Death Cab For Cutie – “Home is a Fire”

Death Cab for Cutie, in a rare act of puckishness, play a joke on the cover of their seventh LP Codes and Keys. Front and center, as if chiseled into a slab of silver, is what the kids call a hashtag, the flagellum that propels the fleeting and multitudinous internet memes that have become the white noise of social networking. Those of us who still remember the first President Bush will instead recognize a close-up of a payphone key, and on it, our old friend the pound sign. The instant nostalgia behind this visual gag informs much of Codes and Keys, an album that wears its heart, and millennial anxiety, squarely on its sleeve. “She may be young, but she only likes old things. The modern music, it ain’t to her taste,” Ben Gibbard sings on “Monday Morning.” Indeed, despite their electronic trimmings, the songs on Codes and Keys seem to have been written with this nameless young Luddite in mind.

Codes and Keys is as critic-proof as a major album release gets. During the last decade, Death Cab have simultaneously established a die-hard fan base, who are no doubt already intimately familiar with the album’s eleven tracks, and have managed to shoo away those who are reflexively opposed to all things Ben Gibbard. No amount of critical savaging will keep the first group away; no amount of glowing praise will entice the second. To my great surprise, the haters are the big losers here. Gibbard and Co. have returned with a sure-footed album, heavy with melodies and textural flourishes, worthy of the true believer and neophyte alike.

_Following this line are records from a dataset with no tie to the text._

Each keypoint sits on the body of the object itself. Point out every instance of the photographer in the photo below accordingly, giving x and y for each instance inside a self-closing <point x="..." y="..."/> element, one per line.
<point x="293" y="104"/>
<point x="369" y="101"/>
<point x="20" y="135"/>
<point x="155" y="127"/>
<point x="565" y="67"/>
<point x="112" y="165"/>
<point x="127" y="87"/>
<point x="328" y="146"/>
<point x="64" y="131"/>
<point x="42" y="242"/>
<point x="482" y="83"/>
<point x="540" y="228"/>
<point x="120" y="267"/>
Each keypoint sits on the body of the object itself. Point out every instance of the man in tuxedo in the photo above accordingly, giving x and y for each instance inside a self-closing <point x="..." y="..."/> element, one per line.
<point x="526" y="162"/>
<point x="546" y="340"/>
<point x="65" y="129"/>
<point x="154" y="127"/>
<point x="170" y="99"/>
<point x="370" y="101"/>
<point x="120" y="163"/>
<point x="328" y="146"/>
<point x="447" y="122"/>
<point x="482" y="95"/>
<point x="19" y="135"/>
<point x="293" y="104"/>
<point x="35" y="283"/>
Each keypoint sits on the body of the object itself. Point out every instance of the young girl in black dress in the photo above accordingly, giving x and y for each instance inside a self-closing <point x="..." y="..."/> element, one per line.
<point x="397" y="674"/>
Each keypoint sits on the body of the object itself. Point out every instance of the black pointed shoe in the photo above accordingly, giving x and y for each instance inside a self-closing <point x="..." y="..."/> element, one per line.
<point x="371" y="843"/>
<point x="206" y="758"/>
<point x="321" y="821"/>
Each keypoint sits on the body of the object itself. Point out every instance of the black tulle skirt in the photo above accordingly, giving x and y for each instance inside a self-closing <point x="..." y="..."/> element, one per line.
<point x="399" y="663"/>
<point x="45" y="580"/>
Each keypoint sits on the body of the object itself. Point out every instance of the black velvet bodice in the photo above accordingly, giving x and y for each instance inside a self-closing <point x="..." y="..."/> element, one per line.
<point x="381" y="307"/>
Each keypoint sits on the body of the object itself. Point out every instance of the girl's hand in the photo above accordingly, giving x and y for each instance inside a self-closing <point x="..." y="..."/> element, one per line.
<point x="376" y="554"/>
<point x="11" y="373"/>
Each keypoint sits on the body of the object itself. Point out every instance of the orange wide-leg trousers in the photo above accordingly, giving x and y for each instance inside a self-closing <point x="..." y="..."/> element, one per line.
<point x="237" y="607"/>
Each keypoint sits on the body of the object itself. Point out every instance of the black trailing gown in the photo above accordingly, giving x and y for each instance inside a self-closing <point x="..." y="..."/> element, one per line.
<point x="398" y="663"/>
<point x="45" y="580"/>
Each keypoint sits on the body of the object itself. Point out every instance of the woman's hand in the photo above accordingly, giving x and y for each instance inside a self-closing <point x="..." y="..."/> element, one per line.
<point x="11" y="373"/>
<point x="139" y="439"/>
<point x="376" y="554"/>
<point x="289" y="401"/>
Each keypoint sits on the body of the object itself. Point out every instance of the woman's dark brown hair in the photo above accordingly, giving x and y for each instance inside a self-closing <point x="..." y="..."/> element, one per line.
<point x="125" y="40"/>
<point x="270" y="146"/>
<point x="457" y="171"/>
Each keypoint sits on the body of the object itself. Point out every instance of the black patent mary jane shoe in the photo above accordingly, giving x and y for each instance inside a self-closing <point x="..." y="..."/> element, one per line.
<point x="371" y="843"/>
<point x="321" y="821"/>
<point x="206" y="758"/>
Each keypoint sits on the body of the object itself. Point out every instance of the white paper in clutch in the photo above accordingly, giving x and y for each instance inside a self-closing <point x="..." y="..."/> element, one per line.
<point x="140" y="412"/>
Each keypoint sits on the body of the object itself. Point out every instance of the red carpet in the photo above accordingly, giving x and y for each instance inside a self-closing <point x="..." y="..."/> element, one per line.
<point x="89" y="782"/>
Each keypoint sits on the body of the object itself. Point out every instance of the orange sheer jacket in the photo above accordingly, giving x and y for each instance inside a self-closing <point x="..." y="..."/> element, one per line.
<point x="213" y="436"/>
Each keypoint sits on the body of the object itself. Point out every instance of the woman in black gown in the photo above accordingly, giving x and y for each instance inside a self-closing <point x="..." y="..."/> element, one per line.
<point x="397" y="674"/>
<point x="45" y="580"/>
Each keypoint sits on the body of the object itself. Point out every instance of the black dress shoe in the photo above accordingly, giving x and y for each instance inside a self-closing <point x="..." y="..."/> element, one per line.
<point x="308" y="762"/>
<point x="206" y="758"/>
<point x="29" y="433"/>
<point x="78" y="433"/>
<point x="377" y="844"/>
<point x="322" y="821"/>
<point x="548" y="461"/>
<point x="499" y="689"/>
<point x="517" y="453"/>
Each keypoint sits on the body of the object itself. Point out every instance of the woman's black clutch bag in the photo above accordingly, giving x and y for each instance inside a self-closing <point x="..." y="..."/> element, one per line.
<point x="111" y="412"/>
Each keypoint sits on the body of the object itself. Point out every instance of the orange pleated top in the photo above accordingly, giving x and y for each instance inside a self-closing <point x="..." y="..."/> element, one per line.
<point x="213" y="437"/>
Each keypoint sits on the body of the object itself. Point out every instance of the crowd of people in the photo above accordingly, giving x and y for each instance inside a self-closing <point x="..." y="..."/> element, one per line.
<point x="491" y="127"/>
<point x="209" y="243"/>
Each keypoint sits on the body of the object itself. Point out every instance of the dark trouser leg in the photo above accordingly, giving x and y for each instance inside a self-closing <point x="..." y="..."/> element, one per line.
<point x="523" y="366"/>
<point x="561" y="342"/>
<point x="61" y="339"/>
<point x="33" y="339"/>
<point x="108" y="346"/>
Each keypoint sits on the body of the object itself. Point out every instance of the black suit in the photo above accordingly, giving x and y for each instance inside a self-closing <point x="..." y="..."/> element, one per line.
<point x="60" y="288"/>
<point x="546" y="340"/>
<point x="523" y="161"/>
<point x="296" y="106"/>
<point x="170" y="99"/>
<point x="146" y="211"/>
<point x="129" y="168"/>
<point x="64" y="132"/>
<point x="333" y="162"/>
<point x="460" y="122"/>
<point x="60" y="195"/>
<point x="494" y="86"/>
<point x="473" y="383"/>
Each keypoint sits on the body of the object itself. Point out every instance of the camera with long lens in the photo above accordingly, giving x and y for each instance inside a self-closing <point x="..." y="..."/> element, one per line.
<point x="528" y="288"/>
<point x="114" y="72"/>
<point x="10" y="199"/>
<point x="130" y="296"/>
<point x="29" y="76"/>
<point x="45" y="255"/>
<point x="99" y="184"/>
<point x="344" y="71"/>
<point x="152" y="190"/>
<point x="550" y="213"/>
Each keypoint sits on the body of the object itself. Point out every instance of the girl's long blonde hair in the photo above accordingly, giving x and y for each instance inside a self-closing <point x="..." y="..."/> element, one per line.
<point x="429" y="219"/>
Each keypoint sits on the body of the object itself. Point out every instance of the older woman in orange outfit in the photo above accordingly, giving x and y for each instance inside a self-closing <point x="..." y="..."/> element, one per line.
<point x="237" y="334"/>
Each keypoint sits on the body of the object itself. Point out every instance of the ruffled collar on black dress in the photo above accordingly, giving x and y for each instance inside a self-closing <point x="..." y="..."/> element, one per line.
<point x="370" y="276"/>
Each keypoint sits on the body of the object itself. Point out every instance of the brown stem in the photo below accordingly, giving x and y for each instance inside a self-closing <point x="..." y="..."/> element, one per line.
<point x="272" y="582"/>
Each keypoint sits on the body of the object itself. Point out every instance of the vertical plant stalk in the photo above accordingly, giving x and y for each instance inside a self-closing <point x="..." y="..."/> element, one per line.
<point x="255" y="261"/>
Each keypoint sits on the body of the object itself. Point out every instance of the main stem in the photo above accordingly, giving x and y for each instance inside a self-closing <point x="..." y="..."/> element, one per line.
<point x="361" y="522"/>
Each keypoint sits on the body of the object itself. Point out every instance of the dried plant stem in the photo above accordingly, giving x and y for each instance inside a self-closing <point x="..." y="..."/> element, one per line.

The jazzy polyrhythms of “Home Is a Fire” open the album, skittering, like Björk’s “Hyperballad,” at double-time beneath Gibbard’s vocal melody. The beguiling tug-of-war of tension and release gives way to the dashing major-chord piano swing of the album’s title song. It’s a marvelous instance of sequencing: Codes and Keys‘ second track and the listener swoon together. Codes and Keys overflows with such moments of joy. The guitar hook that sings through “You Are a Tourist” recalls the Stone Roses’ “She Bangs the Drum” and Modest Mouse’s “Float On,” a riff worth its weight in radio gold. “Stay Young, Go Dancing” finds Gibbard a buoyant optimist, musically and lyrically. Though he tempers his sentiment – “Life is sweet in the belly of the beast” – you can’t help but think of an exuberant Diana Ross when he announces, “When she sings, I hear a symphony.”

Sad-sack fans need not worry: Codes and Keys is, unfortunately, a Death Cab album after all. Gibbard remains weighed-down as ever, by mortality (“Unobstructed Views” and “St. Peter’s Cathedral”) and modernity (“Doors Unlocked and Open” and “Portable Television”). By hitting these targets so lazily, Gibbard puts a drag on a veteran band so close to reaching full-throttle.